Taalas has a running demo here: https://chatjimmy.ai/
It's eye opening: generated an AVX-512 optimized Mersenne Twister in C in 0.076s, 13,706 tok/s. Too fast for the tok/s to be terribly accurate.
The studies and efforts are ongoing and public, and there are technical hurdles to be faced - but the relevant works go back in time quite a lot and there is heightened interest in it now.
It seems that you simply took the "hyped headlines" for the whole of the work.
Well, yeah, that's what I'm saying. It's odd that there haven't been any major headlines (customer interest, competitors' announcements, etc) other than their initial demo. Good to hear it's being worked on though!
I'd say it pretty consistently starts in the underground.
The real revolution in the context is that it /could/ be done practically - overcoming the hurdles. But for what the interest in the matter is concerned, I'd say there almost cannot be a greater interest at this stage: making NNs efficient. This must be absolutely evident, as evident it is that the separation of memory and processor is against the idea of NNs, as evident as it is that multiplication is achievable just physically.
Of course many have seen that and got on studying it. As soon as it will be optimally practical...

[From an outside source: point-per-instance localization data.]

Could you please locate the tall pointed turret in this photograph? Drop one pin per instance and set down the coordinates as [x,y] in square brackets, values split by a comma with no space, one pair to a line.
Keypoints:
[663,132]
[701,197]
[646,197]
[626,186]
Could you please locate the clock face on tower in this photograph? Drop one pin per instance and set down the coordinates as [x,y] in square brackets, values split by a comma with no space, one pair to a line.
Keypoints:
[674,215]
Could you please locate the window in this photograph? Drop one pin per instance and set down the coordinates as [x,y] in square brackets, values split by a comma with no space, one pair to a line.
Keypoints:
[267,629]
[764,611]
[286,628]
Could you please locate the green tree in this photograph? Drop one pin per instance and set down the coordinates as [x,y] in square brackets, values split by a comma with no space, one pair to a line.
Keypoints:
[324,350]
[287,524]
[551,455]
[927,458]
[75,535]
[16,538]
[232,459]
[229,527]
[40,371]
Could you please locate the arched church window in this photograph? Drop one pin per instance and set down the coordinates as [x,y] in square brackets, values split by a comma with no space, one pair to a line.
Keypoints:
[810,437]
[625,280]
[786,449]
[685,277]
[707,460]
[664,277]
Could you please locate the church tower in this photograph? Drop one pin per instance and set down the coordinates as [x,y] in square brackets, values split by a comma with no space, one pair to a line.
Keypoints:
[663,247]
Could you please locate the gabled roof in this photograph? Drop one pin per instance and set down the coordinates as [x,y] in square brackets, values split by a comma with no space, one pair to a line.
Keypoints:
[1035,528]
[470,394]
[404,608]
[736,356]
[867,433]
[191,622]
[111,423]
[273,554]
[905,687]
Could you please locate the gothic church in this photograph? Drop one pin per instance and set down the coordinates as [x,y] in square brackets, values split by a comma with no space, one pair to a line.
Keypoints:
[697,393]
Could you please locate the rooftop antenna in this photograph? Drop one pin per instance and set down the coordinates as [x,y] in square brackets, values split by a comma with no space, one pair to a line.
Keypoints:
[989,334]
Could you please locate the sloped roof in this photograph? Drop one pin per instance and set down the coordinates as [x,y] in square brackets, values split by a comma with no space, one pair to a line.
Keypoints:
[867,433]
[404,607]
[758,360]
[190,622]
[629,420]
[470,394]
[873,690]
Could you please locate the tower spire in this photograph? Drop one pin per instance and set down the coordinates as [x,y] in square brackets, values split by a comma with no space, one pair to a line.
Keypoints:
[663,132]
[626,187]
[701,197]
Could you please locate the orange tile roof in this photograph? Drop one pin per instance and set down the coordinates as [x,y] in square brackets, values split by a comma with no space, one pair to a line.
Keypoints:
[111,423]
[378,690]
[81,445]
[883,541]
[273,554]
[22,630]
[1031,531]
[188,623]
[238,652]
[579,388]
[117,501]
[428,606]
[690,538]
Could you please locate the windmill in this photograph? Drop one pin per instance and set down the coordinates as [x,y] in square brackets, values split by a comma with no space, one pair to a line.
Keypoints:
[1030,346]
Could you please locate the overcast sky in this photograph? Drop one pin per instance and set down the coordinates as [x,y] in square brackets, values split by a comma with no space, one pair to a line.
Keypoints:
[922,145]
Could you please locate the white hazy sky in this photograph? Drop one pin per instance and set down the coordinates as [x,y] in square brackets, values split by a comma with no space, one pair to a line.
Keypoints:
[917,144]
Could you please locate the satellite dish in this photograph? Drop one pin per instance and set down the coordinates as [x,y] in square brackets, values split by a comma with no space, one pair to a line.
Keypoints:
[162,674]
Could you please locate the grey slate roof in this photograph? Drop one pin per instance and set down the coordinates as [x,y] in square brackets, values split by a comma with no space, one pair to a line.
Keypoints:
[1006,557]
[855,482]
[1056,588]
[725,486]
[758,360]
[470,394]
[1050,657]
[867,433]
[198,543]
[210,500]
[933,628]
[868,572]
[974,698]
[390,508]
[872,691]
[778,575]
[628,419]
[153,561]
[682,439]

It has only been four months since they unveiled their first prototype. I don't understand your confusion. Chip development does not happen overnight...?
Their initial blog post laid out a roadmap, so theoretically they should have another thing to demonstrate this summer.
The person I replied to was acting as if Taalas was ancient history. I was pointing out it has only been a few months.
Universities are studying, startups are proposing - the «approach» is under the big headlines level but quite lively. Not just Taalas, not just their way - which remains remarkable in the scene as the HW is achieved, working, online, available... and amazing.
If that were the extent of the terms, then what could we call "baking the weights into silicon"? Setting parts of the circuits to determined values for multiplication is is like printing a Read-Only Memory. (And you compute at it: Compute In Memory.)
> CIM where you still need general purpose ALUs all over the place
If that were so, then why do taxonomists present analogue computing as part of CIM? Ohm's Law does not constitute an "ALU" the way you intend it.
Simply, I used CIM, "Compute In Memory", for lack of a better term - for "store data there where you modify data", for "beyond Von Neumann's separation of data storage and processor".
And I do not get your rant about "analog computing", which has everything to do with NNs (otherwise, well, prove it): they started with that - they are basically that in fact. Analogue computing is a very great temptation since it would solve the issues of inefficiency in digital NNs. Unfortunately, it has drawbacks which are massive for big NNs. Taalas' seems to be the best compromise.
I guess that makes sense. Is this feasible, or does the added latency between chips kill any of the performance gains?